Żużel. Gorzowianie z nowymi lożami na mecz o brąz. Zapełnili już wszystkie miejsca na kolejny sezon

Gorzowski klub uporał się z jednym ze swoich najważniejszych tegorocznych projektów przed końcem sezonu 2021. Partnerzy biznesowi nadwarciańskiej ekipy będą mogli oglądać zmagania o brązowy medal Drużynowych Mistrzostw Polski w nowopowstałych lożach. 

 

Budowa lóż na stadionie im. Edwarda Jancarza rozpoczęła się pod koniec marca. Teraz gorzowianie mają do dyspozycji 34 specjalne pomieszczenia dla najbardziej wymagających kibiców.

– Budowa została już zakończona.

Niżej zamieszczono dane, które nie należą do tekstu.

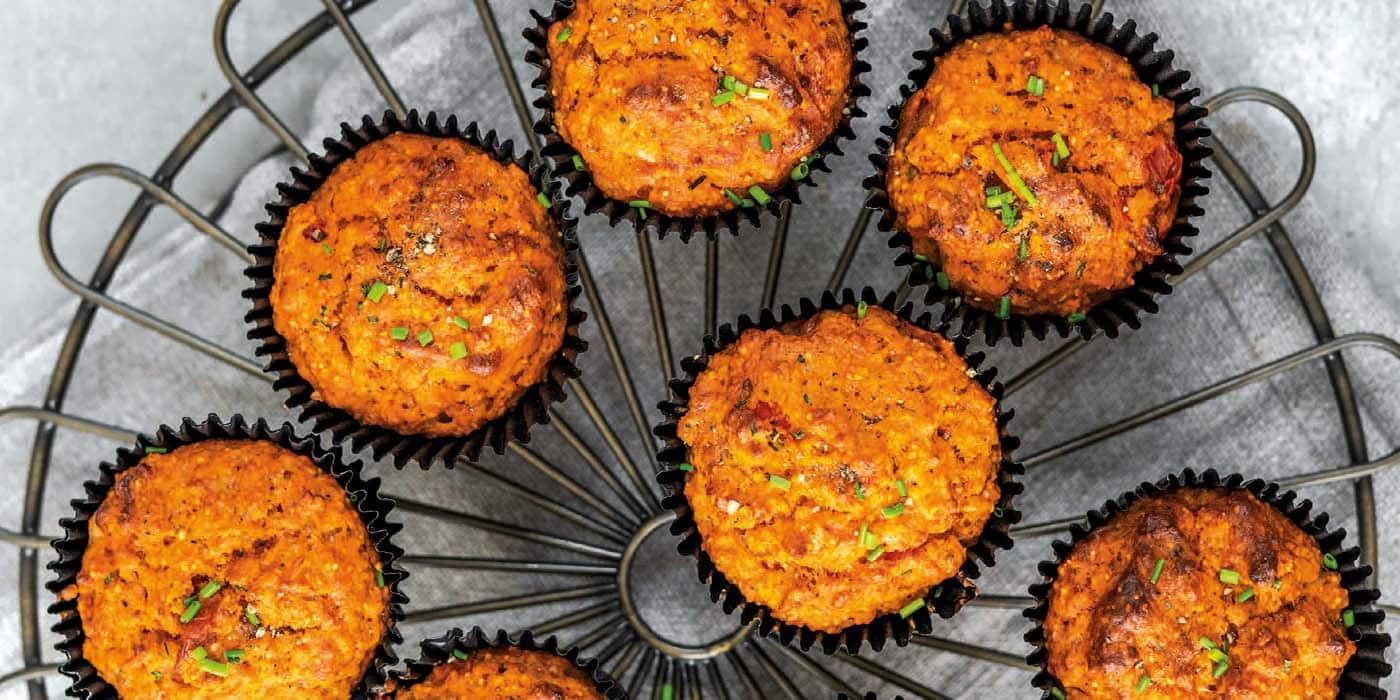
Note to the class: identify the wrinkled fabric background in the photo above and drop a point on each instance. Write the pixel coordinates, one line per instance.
(1238, 314)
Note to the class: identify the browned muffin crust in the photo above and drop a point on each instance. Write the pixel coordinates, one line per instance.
(1099, 213)
(1278, 627)
(805, 437)
(504, 674)
(634, 86)
(422, 287)
(230, 546)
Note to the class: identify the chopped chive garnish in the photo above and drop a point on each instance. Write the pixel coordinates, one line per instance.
(1017, 184)
(377, 290)
(191, 611)
(912, 608)
(213, 667)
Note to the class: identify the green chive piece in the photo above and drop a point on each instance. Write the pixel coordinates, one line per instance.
(912, 608)
(213, 667)
(191, 611)
(1017, 184)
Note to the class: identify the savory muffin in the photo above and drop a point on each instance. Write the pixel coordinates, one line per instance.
(1193, 594)
(503, 674)
(693, 108)
(1036, 171)
(422, 287)
(839, 465)
(230, 569)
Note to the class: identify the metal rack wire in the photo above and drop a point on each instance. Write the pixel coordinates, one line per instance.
(604, 616)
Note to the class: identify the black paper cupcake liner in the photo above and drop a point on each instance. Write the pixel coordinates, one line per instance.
(424, 450)
(945, 598)
(581, 182)
(440, 650)
(1127, 305)
(1360, 678)
(363, 493)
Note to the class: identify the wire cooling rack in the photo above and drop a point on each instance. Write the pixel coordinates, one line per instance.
(609, 529)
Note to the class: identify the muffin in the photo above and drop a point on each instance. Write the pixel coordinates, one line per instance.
(228, 569)
(1197, 592)
(422, 286)
(1036, 172)
(839, 466)
(709, 105)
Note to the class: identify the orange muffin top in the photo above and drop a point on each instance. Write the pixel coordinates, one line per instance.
(1203, 592)
(842, 465)
(1077, 200)
(644, 90)
(504, 674)
(422, 287)
(230, 569)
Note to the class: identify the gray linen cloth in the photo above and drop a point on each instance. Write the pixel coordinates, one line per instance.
(1238, 314)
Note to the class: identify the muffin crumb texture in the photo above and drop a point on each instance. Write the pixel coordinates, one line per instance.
(1197, 594)
(422, 287)
(842, 465)
(504, 674)
(230, 569)
(1081, 193)
(685, 107)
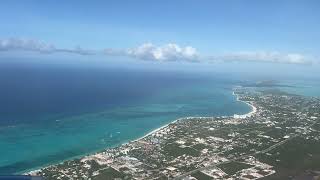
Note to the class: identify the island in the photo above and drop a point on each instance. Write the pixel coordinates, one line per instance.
(279, 139)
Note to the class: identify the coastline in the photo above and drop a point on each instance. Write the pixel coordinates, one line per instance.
(236, 116)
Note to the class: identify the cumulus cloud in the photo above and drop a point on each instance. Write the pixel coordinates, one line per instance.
(261, 56)
(149, 51)
(15, 44)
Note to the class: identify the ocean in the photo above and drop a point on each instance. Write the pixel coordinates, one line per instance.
(50, 114)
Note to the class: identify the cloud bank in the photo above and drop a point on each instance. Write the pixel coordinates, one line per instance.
(151, 52)
(15, 44)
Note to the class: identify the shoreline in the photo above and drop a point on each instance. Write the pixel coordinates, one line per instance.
(236, 116)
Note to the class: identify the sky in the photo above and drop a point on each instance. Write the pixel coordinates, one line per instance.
(209, 32)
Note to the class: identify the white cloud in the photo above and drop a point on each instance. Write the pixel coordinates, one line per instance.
(263, 56)
(168, 52)
(25, 44)
(16, 44)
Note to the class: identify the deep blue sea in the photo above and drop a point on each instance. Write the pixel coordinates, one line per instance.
(50, 114)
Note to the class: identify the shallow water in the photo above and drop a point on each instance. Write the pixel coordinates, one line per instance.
(48, 116)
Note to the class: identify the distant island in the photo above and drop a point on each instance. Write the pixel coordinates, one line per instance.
(279, 139)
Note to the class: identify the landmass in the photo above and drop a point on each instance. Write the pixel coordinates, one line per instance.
(280, 139)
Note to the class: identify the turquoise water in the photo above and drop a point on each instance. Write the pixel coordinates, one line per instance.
(48, 117)
(303, 87)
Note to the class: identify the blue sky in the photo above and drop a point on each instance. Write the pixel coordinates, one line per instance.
(270, 31)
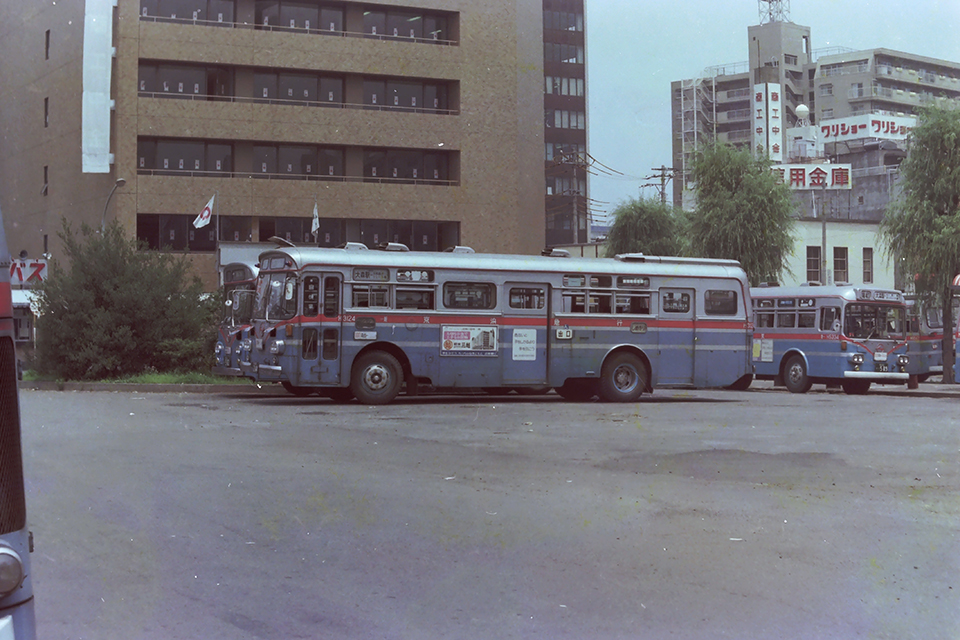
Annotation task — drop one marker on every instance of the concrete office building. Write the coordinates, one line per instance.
(419, 122)
(861, 106)
(565, 122)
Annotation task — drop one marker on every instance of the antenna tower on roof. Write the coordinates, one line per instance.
(774, 11)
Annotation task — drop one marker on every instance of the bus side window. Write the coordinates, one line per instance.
(311, 296)
(414, 299)
(527, 298)
(469, 295)
(331, 297)
(600, 302)
(830, 319)
(370, 296)
(632, 304)
(573, 302)
(720, 303)
(786, 319)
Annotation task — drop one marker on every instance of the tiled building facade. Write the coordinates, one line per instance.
(419, 123)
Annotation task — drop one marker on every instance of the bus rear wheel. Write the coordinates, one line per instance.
(623, 378)
(377, 378)
(855, 387)
(795, 377)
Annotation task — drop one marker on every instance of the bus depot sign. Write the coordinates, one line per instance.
(26, 273)
(813, 176)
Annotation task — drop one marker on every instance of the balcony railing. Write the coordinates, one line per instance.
(303, 30)
(184, 173)
(166, 95)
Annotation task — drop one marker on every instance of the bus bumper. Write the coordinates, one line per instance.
(227, 371)
(267, 373)
(878, 376)
(18, 622)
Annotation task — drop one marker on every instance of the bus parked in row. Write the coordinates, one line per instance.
(925, 338)
(353, 322)
(17, 620)
(239, 287)
(844, 335)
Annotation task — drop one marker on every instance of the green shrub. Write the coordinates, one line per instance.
(114, 310)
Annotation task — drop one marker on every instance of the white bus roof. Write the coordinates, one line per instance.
(492, 262)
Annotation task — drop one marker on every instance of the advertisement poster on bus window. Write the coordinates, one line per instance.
(469, 341)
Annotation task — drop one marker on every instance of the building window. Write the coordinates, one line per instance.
(840, 273)
(813, 264)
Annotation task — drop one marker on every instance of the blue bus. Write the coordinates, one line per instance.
(16, 588)
(354, 322)
(844, 335)
(925, 337)
(239, 284)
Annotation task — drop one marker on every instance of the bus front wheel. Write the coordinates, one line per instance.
(795, 377)
(377, 378)
(623, 378)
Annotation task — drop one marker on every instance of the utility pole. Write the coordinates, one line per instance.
(664, 173)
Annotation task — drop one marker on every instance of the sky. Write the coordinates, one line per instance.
(636, 48)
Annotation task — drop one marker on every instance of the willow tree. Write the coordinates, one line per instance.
(921, 229)
(744, 212)
(645, 226)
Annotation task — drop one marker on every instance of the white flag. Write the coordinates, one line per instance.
(204, 218)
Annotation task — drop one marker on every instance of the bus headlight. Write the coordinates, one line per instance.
(11, 571)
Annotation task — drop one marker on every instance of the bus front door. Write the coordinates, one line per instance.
(321, 331)
(677, 335)
(524, 334)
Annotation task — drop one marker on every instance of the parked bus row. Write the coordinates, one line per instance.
(369, 324)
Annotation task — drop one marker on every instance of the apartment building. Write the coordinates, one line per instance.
(419, 123)
(565, 122)
(861, 105)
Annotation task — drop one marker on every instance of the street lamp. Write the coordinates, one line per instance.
(119, 183)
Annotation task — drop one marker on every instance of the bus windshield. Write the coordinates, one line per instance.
(873, 322)
(276, 296)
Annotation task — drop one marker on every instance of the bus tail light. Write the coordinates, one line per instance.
(11, 571)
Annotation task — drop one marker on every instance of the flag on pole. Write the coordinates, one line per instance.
(204, 218)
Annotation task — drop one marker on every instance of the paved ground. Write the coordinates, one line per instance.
(690, 514)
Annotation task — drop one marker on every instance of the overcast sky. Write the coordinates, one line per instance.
(636, 48)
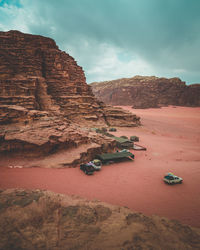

Cieszymy się, że osoby, które wykupiły loże od razu zobaczą tak istotne spotkanie. Gorzowscy fani pamiętają oczywiście nasze niedawne starcia o medale, jednak teraz będzie ono połączone z ceremonią. Liczymy, że pierwszy mecz z nowymi lożami będzie okraszony dekoracją gorzowskich zawodników, ale oczywiście w sporcie wszystko może się wydarzyć – mówi nam Tomasz Michalski, dyrektor dziewięciokrotnych mistrzów Polski.

Pomimo tego, że loże dopiero powstały, to są już zajęte na cały przyszły sezon. Koszt wynajęcia jednej z nich to 65 tysięcy złotych netto za całe rozgrywki. Co zatem sprawia, że sponsorzy tak chętnie decydują się na korzystanie z oferty klubu?

– Nasi partnerzy widzą potencjał biznesowy klubu. Pamiętajmy, że loża daje nie tylko możliwość przeżywania meczu w bardzo komfortowych warunkach, ze znakomitym widokiem, ale również sprawia możliwość przeprowadzenia spotkania biznesowego. Przy wynajęciu każdej loży rozmawiamy z naszymi partnerami i dostosowujemy ją do potrzeb zainteresowanych. Przyjeżdża do nas wielu partnerów, także z miejsc znacznie oddalonych do Gorzowa – kontynuuje nasz rozmówca.

Sukcesy sprzedażowe sprawiają, że przedstawiciele klubu myślą już o tym, jak jeszcze bardziej poszerzyć swoją strefę biznesową na stadionie. Niewykluczone, że w najbliższej przyszłości na „Jancarzu” powstanie specjalna sala konferencyjna.

– W naszych głowach rodzą się już kolejne plany. Myślimy chociażby o sali konferencyjnej, która byłaby do dyspozycji naszych gości nie tylko podczas meczów. Byłoby to świetne miejsce na imprezy okolicznościowe, także poza sezonem  – podsumowuje Tomasz Michalski.